Gewohnen
Gewohnen,
[
671-672] verb. reg. neutr. welches das
Hülfswort haben erfordert, Fertigkeit zu Empfindung oder Handlungen Einer Art,
ohne Bewußtseyn der Bestimmungsgründe bekommen, welches durch Nachahmung,
mehrmahlige Wiederhohlung oder Erwartung ähnlicher Fälle geschiehet. Ich kann
es an diesem Orte, in diesem Hause nicht gewohnen. Sprichw. Jung gewohnt, alt
gethan. Im Hochdeutschen häufig mit der vierten Endung der Sache. Da
Soldatenleben gewohnen. Man gewohnt endlich alles.

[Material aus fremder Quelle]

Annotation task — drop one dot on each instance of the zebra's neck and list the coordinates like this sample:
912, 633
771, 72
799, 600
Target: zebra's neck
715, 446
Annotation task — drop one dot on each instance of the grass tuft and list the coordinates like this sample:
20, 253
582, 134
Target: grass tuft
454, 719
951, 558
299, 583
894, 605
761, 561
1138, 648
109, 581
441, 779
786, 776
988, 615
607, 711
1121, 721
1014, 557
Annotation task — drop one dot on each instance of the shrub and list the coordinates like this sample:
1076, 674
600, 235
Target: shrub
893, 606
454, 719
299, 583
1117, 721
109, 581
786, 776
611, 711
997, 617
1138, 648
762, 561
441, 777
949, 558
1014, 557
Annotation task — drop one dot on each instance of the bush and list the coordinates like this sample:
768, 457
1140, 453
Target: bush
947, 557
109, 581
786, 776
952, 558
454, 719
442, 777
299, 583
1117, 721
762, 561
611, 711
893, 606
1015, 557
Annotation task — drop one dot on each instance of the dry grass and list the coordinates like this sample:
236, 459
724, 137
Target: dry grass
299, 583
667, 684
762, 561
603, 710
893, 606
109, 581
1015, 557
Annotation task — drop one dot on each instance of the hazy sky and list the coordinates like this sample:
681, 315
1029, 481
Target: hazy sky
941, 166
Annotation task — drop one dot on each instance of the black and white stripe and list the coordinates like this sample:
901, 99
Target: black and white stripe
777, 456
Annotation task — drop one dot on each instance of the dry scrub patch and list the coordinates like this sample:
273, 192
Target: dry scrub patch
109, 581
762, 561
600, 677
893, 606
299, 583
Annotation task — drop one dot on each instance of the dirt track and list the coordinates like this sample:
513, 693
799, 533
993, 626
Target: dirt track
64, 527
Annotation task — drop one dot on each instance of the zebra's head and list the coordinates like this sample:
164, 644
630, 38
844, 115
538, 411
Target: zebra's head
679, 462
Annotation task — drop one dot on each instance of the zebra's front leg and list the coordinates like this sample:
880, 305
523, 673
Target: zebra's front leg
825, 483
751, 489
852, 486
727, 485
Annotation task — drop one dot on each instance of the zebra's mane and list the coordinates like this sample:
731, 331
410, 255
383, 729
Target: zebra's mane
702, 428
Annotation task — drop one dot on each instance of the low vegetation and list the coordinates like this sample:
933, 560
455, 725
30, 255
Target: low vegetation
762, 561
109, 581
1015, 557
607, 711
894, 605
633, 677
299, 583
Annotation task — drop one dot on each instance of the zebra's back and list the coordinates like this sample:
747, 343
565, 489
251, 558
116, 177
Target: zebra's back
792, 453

Die man die süßen Herren nennt, und die das Denken nie
gewohnen, Gell. Man führtes (das Füllen) streichelnd auf und nieder, Daß es den
Zwang gewohnen soll, ebend.
Im Oberdeutschen aber und der höhern Schreibart der
Hochdeutschen, mit der zweyten. Der Arbeit, der Hitze, der Kälte gewohnen. Daß
du nicht gewohnest der Narrheit, Sir. 23, 19. Man gewohnt der guten Tage eher
als der bösen. Indessen ist statt dieses Zeitwortes das Mittelwort gewohnt mit
den Zeitwörtern seyn und werden im Hochdeutschen beynahe üblicher, besonders
anstatt der zusammen gesetzten Zeiten des Verbi gewohnen, wo es oft auch in
weiterer Bedeutung von Dingen gebraucht wird, die man mehrmahls gethan und
empfunden hat. Ich bin gewohnt, mit ehrlichen Leuten umzugehen. Er ist gewohnt
früh aufzustehen. Wir sind nicht gewohnt, so spät zu essen. Ingleichen mit der
vierten Endung. Das bin ich an ihm schon gewohnt. Man wird es leicht gewohnt.
Man wird alles gewohnt. Noch mehr mit der zweyten. Des Unglückes, der Arbeit
gewohnt seyn, Ich bin dessen nicht gewohnt. Eines Dinges gewohnt werden. Auch
im Scherze von leblosen Dingen. Der Rock ist des Regens schon gewohnt. Anm. Im
Nieders. wennen, im Angels. geuuunian, im Oberdeutschen ehedem nur wohnen.
Ich was vil vngewon Des ich nu wonen muos, Heinrich von Rugge.
Kero gebraucht kiuuonen für gewohnt seyn, pflegen. Es gehöret
zu dem Zeitworte wohnen, welches in der weitesten Bedeutung auch bleiben, von
dem Verharren in einem Orte oder Zustande, bedeutete,
S. dasselbe. Das Mittelwort gewohnt lautet im Isidor nur
chiuuon, bey dem Ottfried giuuon, im Nieders. gewend.